A short statement by Ter-Petrosian’s Armenian National Congress (HAK) said they discussed “ways of overcoming the internal political crisis in Armenia, the question of the release of political prisoners as well as ongoing developments in the areas of democracy and human rights.”

Official Armenian sources indicated that these issues were not on the agenda of Ferrero-Walnder’s talks with President Serzh Sarkisian and Foreign Minister Eduard Nalbandian. Ferrero-Waldner mentioned them in passing at a news conference that preceded her meeting with Ter-Petrosian.

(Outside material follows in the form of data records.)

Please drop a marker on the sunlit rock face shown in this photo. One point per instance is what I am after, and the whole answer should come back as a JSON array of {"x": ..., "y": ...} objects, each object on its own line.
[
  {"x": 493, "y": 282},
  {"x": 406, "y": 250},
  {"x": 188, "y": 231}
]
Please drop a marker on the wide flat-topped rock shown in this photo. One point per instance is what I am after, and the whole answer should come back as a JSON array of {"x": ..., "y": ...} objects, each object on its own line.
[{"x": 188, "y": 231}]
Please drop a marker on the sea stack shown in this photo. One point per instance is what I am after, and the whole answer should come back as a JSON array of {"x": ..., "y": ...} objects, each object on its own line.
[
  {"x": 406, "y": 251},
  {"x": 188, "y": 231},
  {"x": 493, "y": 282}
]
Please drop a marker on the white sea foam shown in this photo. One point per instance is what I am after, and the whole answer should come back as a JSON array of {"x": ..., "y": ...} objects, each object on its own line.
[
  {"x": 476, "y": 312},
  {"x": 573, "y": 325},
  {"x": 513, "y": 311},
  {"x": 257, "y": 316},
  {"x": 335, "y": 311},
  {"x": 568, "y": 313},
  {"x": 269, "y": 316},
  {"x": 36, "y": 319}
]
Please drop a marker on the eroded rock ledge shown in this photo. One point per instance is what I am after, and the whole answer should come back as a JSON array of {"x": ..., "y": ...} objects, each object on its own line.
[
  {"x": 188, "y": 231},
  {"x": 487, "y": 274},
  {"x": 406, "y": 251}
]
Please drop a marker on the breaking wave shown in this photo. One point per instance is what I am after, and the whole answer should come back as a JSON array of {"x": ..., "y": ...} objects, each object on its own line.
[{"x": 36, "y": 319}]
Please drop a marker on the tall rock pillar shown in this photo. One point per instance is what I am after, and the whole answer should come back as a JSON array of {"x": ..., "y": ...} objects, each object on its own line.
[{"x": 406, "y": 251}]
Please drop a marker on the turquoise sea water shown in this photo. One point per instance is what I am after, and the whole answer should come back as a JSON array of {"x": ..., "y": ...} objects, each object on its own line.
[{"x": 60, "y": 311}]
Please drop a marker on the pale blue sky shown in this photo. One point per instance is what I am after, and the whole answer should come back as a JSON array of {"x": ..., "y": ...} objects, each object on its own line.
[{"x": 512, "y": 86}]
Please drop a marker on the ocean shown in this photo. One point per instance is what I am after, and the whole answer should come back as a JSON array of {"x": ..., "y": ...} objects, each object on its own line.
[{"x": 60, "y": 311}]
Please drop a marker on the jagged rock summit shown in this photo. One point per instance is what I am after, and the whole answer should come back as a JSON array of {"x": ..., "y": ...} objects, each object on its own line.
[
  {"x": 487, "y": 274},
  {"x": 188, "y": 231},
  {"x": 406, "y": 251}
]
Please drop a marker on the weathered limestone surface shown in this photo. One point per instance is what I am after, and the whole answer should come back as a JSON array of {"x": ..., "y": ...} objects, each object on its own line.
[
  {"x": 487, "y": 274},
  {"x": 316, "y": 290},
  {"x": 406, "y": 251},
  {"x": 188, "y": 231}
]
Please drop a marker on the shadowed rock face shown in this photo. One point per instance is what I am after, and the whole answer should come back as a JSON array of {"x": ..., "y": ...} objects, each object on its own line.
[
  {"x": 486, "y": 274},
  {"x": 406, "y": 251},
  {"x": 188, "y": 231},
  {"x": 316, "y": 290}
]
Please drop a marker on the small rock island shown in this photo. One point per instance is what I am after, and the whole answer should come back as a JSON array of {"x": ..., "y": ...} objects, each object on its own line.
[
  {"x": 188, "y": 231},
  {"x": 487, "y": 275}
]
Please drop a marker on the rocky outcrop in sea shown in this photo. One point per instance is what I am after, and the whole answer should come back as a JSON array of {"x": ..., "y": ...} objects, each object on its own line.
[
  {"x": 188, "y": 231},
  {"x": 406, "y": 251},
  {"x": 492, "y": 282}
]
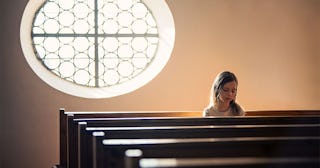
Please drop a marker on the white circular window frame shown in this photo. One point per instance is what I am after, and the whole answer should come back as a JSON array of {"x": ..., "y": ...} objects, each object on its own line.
[{"x": 166, "y": 30}]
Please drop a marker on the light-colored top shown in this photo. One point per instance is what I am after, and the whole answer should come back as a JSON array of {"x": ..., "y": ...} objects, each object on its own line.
[{"x": 211, "y": 111}]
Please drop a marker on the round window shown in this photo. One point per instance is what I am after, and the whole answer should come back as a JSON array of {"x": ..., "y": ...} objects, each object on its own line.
[{"x": 97, "y": 48}]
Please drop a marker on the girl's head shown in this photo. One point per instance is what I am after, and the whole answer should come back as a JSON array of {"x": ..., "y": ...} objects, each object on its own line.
[{"x": 224, "y": 88}]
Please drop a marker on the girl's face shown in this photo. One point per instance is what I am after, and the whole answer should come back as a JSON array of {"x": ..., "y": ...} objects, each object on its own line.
[{"x": 228, "y": 92}]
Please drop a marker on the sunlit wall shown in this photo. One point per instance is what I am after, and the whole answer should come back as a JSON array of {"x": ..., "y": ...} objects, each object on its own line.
[{"x": 271, "y": 45}]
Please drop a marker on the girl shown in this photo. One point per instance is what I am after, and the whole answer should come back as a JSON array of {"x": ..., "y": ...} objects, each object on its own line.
[{"x": 223, "y": 97}]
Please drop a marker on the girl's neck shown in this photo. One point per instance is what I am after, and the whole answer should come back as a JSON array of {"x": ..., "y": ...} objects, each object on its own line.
[{"x": 222, "y": 106}]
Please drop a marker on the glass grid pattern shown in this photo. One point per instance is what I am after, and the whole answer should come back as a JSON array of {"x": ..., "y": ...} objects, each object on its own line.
[{"x": 95, "y": 43}]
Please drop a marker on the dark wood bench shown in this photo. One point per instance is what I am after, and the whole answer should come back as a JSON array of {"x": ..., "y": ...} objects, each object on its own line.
[
  {"x": 85, "y": 133},
  {"x": 111, "y": 152},
  {"x": 69, "y": 123},
  {"x": 209, "y": 162}
]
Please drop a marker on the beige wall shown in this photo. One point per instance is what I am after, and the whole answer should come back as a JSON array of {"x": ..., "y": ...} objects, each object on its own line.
[{"x": 271, "y": 45}]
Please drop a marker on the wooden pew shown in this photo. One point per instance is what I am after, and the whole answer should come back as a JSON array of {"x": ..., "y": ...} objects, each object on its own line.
[
  {"x": 85, "y": 143},
  {"x": 69, "y": 120},
  {"x": 111, "y": 152},
  {"x": 242, "y": 162}
]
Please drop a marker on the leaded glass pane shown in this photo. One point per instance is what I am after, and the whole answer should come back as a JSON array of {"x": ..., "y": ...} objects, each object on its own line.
[{"x": 95, "y": 43}]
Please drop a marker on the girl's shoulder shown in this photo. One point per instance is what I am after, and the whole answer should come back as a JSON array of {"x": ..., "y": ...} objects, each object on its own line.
[{"x": 207, "y": 111}]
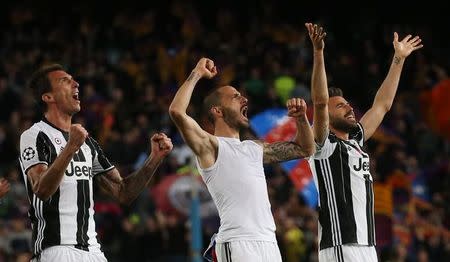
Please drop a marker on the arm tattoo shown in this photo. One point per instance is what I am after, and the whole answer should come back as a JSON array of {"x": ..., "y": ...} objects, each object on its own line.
[
  {"x": 192, "y": 76},
  {"x": 281, "y": 151},
  {"x": 127, "y": 189}
]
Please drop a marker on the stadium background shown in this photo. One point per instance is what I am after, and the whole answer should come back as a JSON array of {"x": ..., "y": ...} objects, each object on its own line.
[{"x": 129, "y": 60}]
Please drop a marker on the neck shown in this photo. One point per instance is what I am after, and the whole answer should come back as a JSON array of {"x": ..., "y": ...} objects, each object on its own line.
[
  {"x": 341, "y": 134},
  {"x": 59, "y": 119},
  {"x": 224, "y": 130}
]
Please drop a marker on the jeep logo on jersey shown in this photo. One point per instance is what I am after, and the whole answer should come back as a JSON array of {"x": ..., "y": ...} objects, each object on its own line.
[
  {"x": 361, "y": 165},
  {"x": 78, "y": 170},
  {"x": 28, "y": 153}
]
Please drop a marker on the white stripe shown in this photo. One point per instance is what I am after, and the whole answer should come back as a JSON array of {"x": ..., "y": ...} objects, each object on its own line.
[
  {"x": 329, "y": 200},
  {"x": 328, "y": 168}
]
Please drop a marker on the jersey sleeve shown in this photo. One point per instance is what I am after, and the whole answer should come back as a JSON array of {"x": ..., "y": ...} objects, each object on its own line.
[
  {"x": 100, "y": 163},
  {"x": 34, "y": 149},
  {"x": 358, "y": 134}
]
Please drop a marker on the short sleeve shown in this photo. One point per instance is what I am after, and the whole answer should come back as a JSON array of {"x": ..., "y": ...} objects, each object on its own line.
[
  {"x": 358, "y": 134},
  {"x": 34, "y": 149}
]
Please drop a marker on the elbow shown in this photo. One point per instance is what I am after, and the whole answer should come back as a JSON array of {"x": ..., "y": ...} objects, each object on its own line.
[
  {"x": 125, "y": 200},
  {"x": 309, "y": 151},
  {"x": 175, "y": 113},
  {"x": 387, "y": 107}
]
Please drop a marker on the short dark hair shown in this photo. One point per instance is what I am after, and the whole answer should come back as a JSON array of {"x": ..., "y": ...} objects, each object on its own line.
[
  {"x": 335, "y": 91},
  {"x": 212, "y": 99},
  {"x": 40, "y": 83}
]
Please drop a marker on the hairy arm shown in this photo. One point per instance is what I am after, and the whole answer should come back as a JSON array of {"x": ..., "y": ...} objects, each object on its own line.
[
  {"x": 302, "y": 145},
  {"x": 195, "y": 137},
  {"x": 319, "y": 86},
  {"x": 201, "y": 142},
  {"x": 125, "y": 190},
  {"x": 386, "y": 93},
  {"x": 44, "y": 179}
]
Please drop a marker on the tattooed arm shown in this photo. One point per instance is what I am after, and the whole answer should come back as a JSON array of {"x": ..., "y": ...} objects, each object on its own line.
[
  {"x": 386, "y": 93},
  {"x": 125, "y": 190}
]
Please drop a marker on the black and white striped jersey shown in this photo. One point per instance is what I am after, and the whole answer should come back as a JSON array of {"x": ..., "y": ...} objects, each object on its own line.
[
  {"x": 341, "y": 173},
  {"x": 67, "y": 217}
]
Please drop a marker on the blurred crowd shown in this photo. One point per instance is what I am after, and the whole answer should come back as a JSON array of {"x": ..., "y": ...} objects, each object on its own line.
[{"x": 129, "y": 62}]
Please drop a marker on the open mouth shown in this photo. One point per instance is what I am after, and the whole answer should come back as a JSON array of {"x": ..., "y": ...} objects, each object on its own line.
[
  {"x": 76, "y": 96},
  {"x": 244, "y": 111}
]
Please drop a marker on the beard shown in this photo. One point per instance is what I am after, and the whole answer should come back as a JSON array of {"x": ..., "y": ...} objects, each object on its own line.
[
  {"x": 231, "y": 118},
  {"x": 342, "y": 124}
]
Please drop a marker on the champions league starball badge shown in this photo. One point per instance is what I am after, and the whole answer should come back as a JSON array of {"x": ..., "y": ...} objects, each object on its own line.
[{"x": 28, "y": 153}]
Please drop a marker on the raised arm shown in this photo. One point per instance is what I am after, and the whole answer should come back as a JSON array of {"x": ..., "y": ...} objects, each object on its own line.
[
  {"x": 197, "y": 139},
  {"x": 319, "y": 86},
  {"x": 44, "y": 179},
  {"x": 386, "y": 93},
  {"x": 125, "y": 190},
  {"x": 4, "y": 187},
  {"x": 303, "y": 143}
]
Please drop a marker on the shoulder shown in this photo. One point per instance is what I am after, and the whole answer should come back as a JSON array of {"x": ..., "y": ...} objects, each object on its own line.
[{"x": 31, "y": 132}]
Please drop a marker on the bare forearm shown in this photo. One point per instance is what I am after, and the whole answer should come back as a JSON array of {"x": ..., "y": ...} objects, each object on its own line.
[
  {"x": 319, "y": 86},
  {"x": 386, "y": 94},
  {"x": 183, "y": 96},
  {"x": 133, "y": 185},
  {"x": 304, "y": 137},
  {"x": 50, "y": 180}
]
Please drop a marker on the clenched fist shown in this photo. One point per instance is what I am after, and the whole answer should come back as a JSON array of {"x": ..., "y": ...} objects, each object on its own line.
[
  {"x": 316, "y": 34},
  {"x": 161, "y": 145},
  {"x": 77, "y": 136},
  {"x": 296, "y": 107},
  {"x": 4, "y": 187},
  {"x": 206, "y": 68}
]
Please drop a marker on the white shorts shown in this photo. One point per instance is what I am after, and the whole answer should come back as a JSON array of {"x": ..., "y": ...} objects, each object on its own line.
[
  {"x": 70, "y": 254},
  {"x": 349, "y": 253},
  {"x": 245, "y": 251}
]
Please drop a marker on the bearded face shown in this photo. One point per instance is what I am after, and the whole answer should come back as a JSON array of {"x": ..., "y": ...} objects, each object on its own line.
[{"x": 341, "y": 113}]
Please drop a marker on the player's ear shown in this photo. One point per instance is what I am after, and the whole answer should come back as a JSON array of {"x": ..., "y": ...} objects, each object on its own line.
[
  {"x": 216, "y": 110},
  {"x": 48, "y": 98}
]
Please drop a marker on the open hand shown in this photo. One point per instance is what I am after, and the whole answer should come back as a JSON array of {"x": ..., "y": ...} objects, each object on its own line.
[
  {"x": 407, "y": 45},
  {"x": 206, "y": 68},
  {"x": 161, "y": 145},
  {"x": 296, "y": 107}
]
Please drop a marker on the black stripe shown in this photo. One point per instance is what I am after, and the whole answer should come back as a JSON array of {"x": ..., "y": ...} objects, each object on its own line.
[
  {"x": 92, "y": 147},
  {"x": 341, "y": 253},
  {"x": 101, "y": 157},
  {"x": 83, "y": 204},
  {"x": 50, "y": 210},
  {"x": 334, "y": 217},
  {"x": 45, "y": 149},
  {"x": 369, "y": 211},
  {"x": 339, "y": 164},
  {"x": 324, "y": 213}
]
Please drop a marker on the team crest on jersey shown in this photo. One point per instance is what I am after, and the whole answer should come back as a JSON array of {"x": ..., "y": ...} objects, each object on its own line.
[{"x": 28, "y": 153}]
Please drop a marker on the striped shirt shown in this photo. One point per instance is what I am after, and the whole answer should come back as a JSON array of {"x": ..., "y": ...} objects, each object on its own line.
[
  {"x": 67, "y": 217},
  {"x": 341, "y": 171}
]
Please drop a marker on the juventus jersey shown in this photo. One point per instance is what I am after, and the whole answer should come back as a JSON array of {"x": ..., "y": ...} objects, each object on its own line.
[
  {"x": 67, "y": 217},
  {"x": 341, "y": 173}
]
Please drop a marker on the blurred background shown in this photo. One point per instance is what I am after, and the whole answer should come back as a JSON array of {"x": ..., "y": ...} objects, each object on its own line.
[{"x": 130, "y": 58}]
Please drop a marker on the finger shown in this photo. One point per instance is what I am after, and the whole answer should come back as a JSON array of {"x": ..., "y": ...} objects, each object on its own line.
[
  {"x": 406, "y": 38},
  {"x": 418, "y": 47},
  {"x": 395, "y": 37}
]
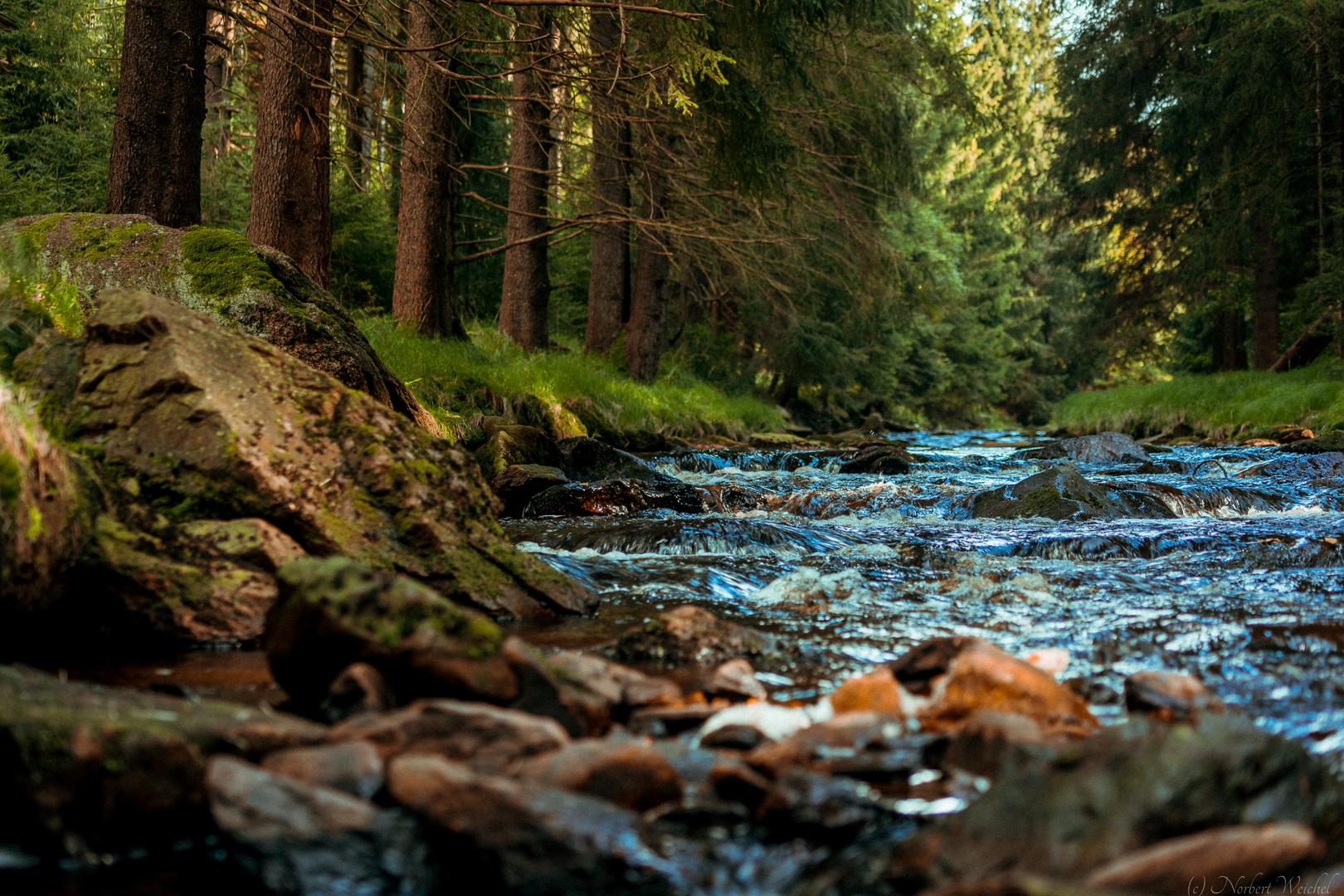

She expressed hope that the Armenian authorities will address the Council of Europe’s concerns about the continuing imprisonment of dozens of opposition activists arrested following the February 2008 presidential election. The Council of Europe’s Parliamentary Assembly (PACE) will decide next week whether to impose sanctions on Armenia because of its government’s failure to free all individuals considered “political prisoners” by officials in Strasbourg.

Ferrero-Waldner did not say if PACE sanctions would adversely affect Armenia’s ties with the EU. She spoke instead of other “reforms” which she said are needed for the country to qualify for the EU’s so-called Eastern Partnership program that offers six former Soviet republics a “substantial upgrading” of their relationship with bloc.

While expressing serious concern at the Armenian government’s post-election crackdown on the opposition, the EU has been far more cautious than the Council of Europe and the United States in pressing for the release of arrested oppositionists and an independent inquiry into the March 1 deadly clashes in Yerevan.

Ter-Petrosian has repeatedly accused Western powers and human rights bodies of turning a blind eye to government “repression” in Armenia in the hope of accelerating a resolution of the Nagorno-Karabakh conflict and the normalization of Turkish-Armenian relations. In a December 21 speech at an HAK conference, he claimed that the West is “doing everything to destroy” his movement.